Classical defects in higher-dimensional Einstein gravity coupled to nonlinear $\sigma$-models

TL;DR

This paper constructs and analyzes higher-dimensional black hole solutions coupled with nonlinear sigma-model defects, revealing unique horizon structures, asymptotic behaviors, and conditions for extremal solutions in various cosmological constant scenarios.

Contribution

It introduces noncanonical kinetic terms in higher-dimensional sigma-model coupled gravity, generalizing known monopole solutions and exploring their black hole and factorized spacetime configurations.

Findings

Existence of black hole solutions with deficit angles and multiple horizons.

Classification of extremal black holes in different dimensions and cosmological constants.
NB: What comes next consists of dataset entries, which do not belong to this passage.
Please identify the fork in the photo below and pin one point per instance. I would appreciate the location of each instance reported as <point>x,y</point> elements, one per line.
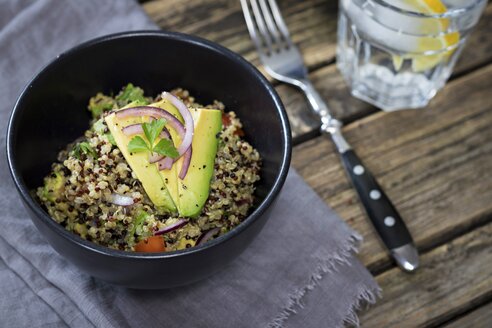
<point>283,61</point>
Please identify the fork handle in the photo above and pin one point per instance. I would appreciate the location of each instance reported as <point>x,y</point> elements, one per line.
<point>316,103</point>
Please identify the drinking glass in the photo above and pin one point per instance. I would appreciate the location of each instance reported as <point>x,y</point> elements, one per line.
<point>397,54</point>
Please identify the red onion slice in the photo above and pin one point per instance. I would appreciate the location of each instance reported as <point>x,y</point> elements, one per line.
<point>207,236</point>
<point>173,122</point>
<point>121,200</point>
<point>153,112</point>
<point>180,223</point>
<point>185,113</point>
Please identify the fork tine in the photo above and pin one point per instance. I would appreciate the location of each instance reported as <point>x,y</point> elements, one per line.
<point>280,22</point>
<point>271,24</point>
<point>251,25</point>
<point>261,25</point>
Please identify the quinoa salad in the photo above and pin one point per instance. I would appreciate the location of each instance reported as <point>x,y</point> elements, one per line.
<point>94,191</point>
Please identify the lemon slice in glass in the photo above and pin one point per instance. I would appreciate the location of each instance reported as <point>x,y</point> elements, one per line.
<point>438,40</point>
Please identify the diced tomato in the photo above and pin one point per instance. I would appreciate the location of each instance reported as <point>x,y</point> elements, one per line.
<point>239,132</point>
<point>226,120</point>
<point>152,244</point>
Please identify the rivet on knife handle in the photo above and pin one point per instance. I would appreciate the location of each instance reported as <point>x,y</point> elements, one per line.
<point>382,213</point>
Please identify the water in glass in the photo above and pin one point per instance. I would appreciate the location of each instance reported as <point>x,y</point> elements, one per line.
<point>397,54</point>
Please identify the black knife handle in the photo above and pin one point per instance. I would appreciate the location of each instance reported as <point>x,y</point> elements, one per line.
<point>379,208</point>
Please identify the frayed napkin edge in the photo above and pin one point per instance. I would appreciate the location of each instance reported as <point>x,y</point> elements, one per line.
<point>366,296</point>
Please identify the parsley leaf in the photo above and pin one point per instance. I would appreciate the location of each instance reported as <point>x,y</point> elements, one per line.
<point>165,147</point>
<point>83,148</point>
<point>137,144</point>
<point>153,129</point>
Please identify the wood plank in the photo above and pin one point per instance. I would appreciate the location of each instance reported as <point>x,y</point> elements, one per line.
<point>453,277</point>
<point>313,27</point>
<point>332,87</point>
<point>434,164</point>
<point>312,24</point>
<point>479,318</point>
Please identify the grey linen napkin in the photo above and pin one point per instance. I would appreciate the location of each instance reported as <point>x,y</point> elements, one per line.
<point>299,272</point>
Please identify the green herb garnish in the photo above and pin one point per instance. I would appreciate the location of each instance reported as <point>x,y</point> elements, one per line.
<point>152,130</point>
<point>83,148</point>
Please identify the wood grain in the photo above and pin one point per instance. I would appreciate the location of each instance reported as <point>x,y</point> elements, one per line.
<point>312,25</point>
<point>329,82</point>
<point>434,164</point>
<point>426,298</point>
<point>480,318</point>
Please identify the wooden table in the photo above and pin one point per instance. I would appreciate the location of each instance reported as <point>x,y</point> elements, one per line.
<point>435,163</point>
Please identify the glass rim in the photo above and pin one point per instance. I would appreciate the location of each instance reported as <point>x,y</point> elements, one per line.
<point>449,13</point>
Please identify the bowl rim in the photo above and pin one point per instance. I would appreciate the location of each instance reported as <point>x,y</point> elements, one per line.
<point>40,214</point>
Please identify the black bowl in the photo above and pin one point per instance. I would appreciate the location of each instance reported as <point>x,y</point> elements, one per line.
<point>51,112</point>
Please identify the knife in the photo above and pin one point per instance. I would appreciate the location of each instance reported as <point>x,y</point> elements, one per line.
<point>379,208</point>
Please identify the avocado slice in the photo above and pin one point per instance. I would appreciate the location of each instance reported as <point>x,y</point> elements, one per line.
<point>148,174</point>
<point>194,188</point>
<point>191,193</point>
<point>164,188</point>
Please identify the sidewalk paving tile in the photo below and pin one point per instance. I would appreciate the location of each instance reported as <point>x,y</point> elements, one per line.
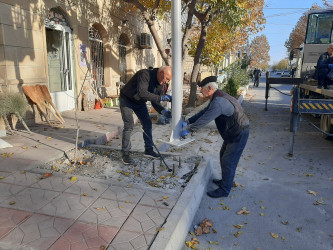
<point>123,194</point>
<point>38,232</point>
<point>127,240</point>
<point>4,174</point>
<point>146,219</point>
<point>159,199</point>
<point>12,164</point>
<point>9,218</point>
<point>54,183</point>
<point>67,205</point>
<point>82,236</point>
<point>21,178</point>
<point>7,190</point>
<point>89,188</point>
<point>107,212</point>
<point>30,199</point>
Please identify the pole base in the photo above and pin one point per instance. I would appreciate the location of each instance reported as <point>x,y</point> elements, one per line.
<point>179,143</point>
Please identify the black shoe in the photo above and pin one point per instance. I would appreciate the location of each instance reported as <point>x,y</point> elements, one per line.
<point>127,159</point>
<point>217,182</point>
<point>217,193</point>
<point>151,153</point>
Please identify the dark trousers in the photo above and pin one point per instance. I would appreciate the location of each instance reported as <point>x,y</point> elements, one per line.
<point>229,157</point>
<point>141,111</point>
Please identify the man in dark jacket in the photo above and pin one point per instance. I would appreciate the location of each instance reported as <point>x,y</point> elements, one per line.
<point>233,126</point>
<point>324,66</point>
<point>145,85</point>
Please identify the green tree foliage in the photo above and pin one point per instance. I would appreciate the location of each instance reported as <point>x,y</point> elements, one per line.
<point>297,35</point>
<point>259,48</point>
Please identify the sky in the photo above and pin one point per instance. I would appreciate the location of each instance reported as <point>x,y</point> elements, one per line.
<point>281,17</point>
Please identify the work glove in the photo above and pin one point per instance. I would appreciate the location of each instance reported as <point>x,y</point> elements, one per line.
<point>166,113</point>
<point>185,133</point>
<point>167,98</point>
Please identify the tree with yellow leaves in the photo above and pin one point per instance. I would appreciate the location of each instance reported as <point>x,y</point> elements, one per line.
<point>259,48</point>
<point>221,23</point>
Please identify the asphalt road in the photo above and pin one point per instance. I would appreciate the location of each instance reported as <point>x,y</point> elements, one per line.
<point>290,199</point>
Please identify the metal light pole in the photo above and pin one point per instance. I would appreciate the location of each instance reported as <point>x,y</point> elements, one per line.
<point>177,71</point>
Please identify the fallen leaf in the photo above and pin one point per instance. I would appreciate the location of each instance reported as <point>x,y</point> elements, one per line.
<point>237,234</point>
<point>312,192</point>
<point>243,211</point>
<point>275,236</point>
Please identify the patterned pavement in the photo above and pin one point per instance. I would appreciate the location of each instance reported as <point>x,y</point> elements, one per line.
<point>57,213</point>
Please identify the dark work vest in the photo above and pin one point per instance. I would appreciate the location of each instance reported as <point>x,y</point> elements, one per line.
<point>230,126</point>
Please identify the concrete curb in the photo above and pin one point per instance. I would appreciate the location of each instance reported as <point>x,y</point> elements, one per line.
<point>180,219</point>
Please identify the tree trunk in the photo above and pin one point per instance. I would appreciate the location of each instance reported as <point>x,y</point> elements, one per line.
<point>188,26</point>
<point>150,21</point>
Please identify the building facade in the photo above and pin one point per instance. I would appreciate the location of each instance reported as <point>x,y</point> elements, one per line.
<point>60,43</point>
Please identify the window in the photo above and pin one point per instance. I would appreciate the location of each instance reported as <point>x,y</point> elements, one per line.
<point>319,30</point>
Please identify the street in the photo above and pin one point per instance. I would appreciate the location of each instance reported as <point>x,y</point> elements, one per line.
<point>288,199</point>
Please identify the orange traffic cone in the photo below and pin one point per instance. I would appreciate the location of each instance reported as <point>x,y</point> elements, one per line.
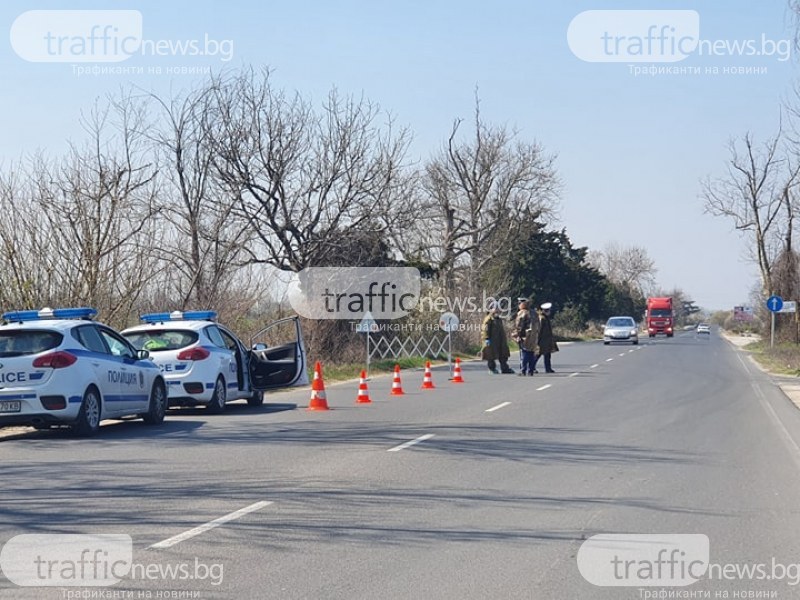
<point>397,388</point>
<point>427,380</point>
<point>457,372</point>
<point>363,392</point>
<point>318,400</point>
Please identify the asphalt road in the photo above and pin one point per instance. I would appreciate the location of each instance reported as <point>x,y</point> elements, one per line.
<point>480,490</point>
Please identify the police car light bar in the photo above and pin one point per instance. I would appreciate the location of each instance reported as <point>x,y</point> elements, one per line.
<point>50,313</point>
<point>177,315</point>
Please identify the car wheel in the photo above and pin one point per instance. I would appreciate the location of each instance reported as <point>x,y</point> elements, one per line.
<point>88,421</point>
<point>257,399</point>
<point>158,405</point>
<point>217,404</point>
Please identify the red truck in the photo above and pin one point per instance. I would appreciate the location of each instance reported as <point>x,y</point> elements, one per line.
<point>660,317</point>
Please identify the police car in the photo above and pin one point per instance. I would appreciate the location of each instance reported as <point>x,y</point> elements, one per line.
<point>205,363</point>
<point>59,367</point>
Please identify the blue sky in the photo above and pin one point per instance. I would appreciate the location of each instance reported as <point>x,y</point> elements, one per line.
<point>631,149</point>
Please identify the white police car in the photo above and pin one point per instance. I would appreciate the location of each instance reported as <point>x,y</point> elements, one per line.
<point>205,363</point>
<point>58,367</point>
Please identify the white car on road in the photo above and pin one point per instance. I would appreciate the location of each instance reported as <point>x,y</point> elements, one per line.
<point>59,367</point>
<point>206,364</point>
<point>620,329</point>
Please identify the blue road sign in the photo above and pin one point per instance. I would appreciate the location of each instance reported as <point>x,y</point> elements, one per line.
<point>774,303</point>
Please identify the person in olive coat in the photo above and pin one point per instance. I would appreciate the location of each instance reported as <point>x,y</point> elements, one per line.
<point>547,342</point>
<point>495,343</point>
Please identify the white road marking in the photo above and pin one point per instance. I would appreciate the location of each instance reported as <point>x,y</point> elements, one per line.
<point>210,525</point>
<point>421,438</point>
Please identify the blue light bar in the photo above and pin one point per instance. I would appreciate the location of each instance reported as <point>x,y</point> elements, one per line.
<point>50,313</point>
<point>177,315</point>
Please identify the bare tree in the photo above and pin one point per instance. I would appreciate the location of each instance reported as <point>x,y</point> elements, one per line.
<point>627,266</point>
<point>758,196</point>
<point>99,202</point>
<point>481,190</point>
<point>303,177</point>
<point>29,251</point>
<point>203,245</point>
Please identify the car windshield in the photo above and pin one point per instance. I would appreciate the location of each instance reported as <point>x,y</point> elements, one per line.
<point>620,322</point>
<point>22,342</point>
<point>159,340</point>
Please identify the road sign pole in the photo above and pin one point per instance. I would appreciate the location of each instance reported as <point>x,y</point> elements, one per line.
<point>772,332</point>
<point>449,352</point>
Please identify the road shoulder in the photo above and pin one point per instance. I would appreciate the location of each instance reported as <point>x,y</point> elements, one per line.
<point>790,386</point>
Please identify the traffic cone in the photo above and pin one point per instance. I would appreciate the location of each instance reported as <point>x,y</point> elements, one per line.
<point>397,388</point>
<point>427,380</point>
<point>457,372</point>
<point>363,392</point>
<point>318,400</point>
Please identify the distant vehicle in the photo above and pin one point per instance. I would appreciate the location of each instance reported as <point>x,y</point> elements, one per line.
<point>206,364</point>
<point>58,367</point>
<point>660,317</point>
<point>620,329</point>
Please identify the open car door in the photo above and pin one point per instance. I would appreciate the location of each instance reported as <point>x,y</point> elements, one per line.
<point>276,362</point>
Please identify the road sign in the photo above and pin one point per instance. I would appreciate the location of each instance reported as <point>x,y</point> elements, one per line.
<point>367,324</point>
<point>448,322</point>
<point>775,303</point>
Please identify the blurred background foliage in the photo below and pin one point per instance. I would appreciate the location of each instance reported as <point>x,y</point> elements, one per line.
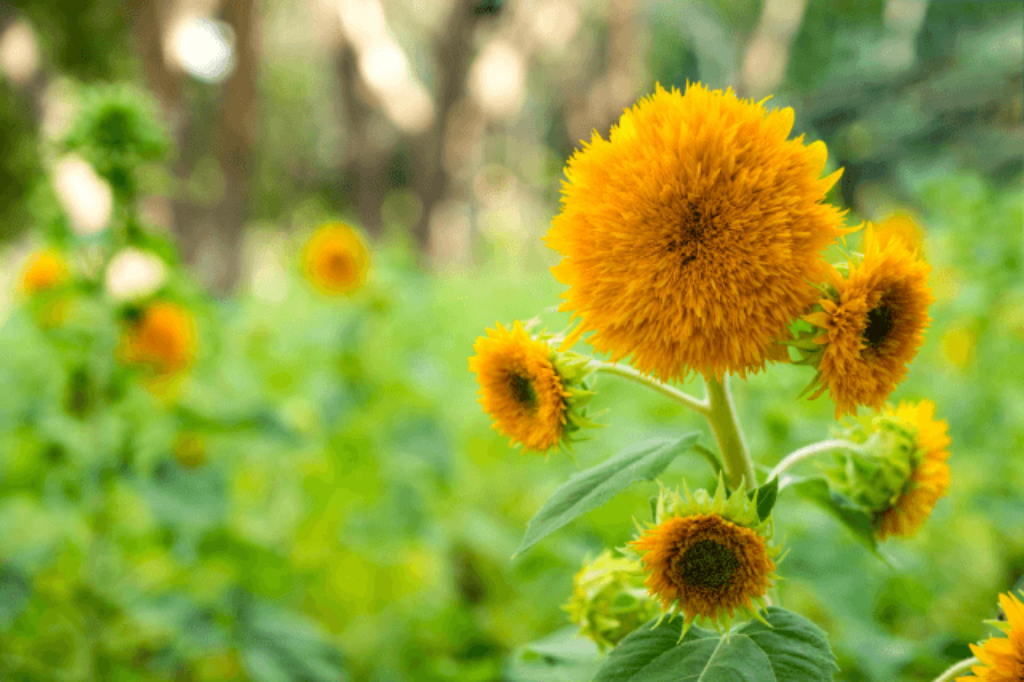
<point>322,499</point>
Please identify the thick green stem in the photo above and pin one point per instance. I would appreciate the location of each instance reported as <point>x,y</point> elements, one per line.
<point>722,417</point>
<point>957,669</point>
<point>674,393</point>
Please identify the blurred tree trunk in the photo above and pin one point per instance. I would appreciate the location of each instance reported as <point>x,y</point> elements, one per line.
<point>237,128</point>
<point>365,168</point>
<point>209,237</point>
<point>455,54</point>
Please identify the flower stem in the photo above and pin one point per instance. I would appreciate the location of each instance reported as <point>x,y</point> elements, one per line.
<point>957,669</point>
<point>810,451</point>
<point>679,396</point>
<point>722,416</point>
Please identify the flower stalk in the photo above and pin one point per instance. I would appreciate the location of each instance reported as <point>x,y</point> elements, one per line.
<point>809,452</point>
<point>699,407</point>
<point>722,417</point>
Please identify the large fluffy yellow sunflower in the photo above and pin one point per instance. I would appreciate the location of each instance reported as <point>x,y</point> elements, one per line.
<point>930,476</point>
<point>527,388</point>
<point>873,322</point>
<point>708,557</point>
<point>1001,657</point>
<point>336,260</point>
<point>687,236</point>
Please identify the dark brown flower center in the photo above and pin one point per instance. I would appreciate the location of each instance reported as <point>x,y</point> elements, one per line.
<point>685,244</point>
<point>707,564</point>
<point>880,324</point>
<point>522,390</point>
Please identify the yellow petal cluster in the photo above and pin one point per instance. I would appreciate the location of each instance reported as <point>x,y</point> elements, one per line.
<point>43,270</point>
<point>1001,657</point>
<point>336,260</point>
<point>520,387</point>
<point>688,236</point>
<point>929,479</point>
<point>872,324</point>
<point>161,339</point>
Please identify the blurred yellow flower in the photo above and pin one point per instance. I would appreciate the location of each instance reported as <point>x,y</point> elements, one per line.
<point>45,269</point>
<point>336,260</point>
<point>872,323</point>
<point>520,387</point>
<point>930,476</point>
<point>162,339</point>
<point>688,236</point>
<point>1001,657</point>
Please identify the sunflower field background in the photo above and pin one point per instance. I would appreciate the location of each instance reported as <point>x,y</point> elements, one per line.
<point>296,481</point>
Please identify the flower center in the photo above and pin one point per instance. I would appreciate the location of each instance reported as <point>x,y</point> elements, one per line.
<point>522,390</point>
<point>880,324</point>
<point>708,564</point>
<point>339,265</point>
<point>686,242</point>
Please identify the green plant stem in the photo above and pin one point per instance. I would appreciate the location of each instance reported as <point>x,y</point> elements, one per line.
<point>810,451</point>
<point>722,417</point>
<point>716,464</point>
<point>679,396</point>
<point>957,669</point>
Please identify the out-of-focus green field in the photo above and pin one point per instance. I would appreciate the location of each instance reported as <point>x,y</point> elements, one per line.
<point>354,512</point>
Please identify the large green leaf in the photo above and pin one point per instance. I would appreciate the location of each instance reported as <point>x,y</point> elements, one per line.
<point>793,649</point>
<point>591,488</point>
<point>562,656</point>
<point>765,498</point>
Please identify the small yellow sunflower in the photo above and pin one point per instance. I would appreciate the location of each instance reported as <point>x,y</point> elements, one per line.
<point>871,324</point>
<point>44,270</point>
<point>687,237</point>
<point>1001,657</point>
<point>531,392</point>
<point>930,477</point>
<point>708,557</point>
<point>336,260</point>
<point>161,338</point>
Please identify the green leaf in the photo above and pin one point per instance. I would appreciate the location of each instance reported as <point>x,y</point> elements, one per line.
<point>589,489</point>
<point>561,656</point>
<point>765,498</point>
<point>793,649</point>
<point>853,517</point>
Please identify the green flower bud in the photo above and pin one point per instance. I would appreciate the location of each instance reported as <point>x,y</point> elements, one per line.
<point>609,600</point>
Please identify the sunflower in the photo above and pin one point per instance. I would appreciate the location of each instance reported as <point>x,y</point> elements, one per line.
<point>898,470</point>
<point>160,337</point>
<point>1001,657</point>
<point>708,557</point>
<point>930,476</point>
<point>336,260</point>
<point>531,392</point>
<point>686,237</point>
<point>870,325</point>
<point>44,270</point>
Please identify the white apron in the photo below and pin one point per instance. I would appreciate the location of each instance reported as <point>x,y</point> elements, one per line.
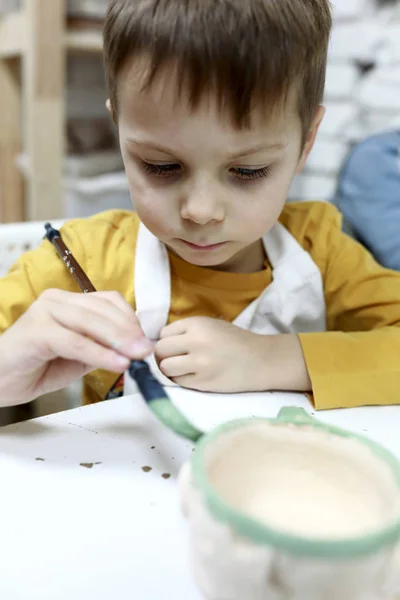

Identification of factorized solutions with product topologies.

Abstract

We construct solutions of higher-dimensional Einstein gravity coupled to nonlinear $\sigma$-model with cosmological constant. The $\sigma$-model can be perceived as exterior configuration of a spontaneously-broken $SO(D-1)$ global higher-codimensional "monopole". Here we allow the kinetic term of the $\sigma$-model to be noncanonical; in particular we specifically study a quadratic-power-law type. This is some possible higher-dimensional generalization of the Bariola-Vilenkin (BV) solutions with $k$-global monopole studied recently. The solutions can be perceived as the exterior solution of a black hole swallowing up noncanonical global defects. Even in the absence of comological constant its surrounding spacetime is asymptotically non-flat; it suffers from deficit solid angle. We discuss the corresponding horizons. For $\Lambda>0$ in $4d$ there can exist three extremal conditions (the cold, ultracold, and Nariai black holes), while in higher-than-four dimensions the extremal black hole is only Nariai. For $\Lambda<0$ we only have black hole solutions with one horizon, save for the $4d$ case where there can exist two horizons. We give constraints on the mass and the symmetry-breaking scale for the existence of all the extremal cases. In addition, we also obtain factorized solutions, whose topology is the direct product of two-dimensional spaces of constant curvature ($M_2$, $dS_2$, or $AdS_2$) with (D-2)-sphere. We study all possible factorized channels.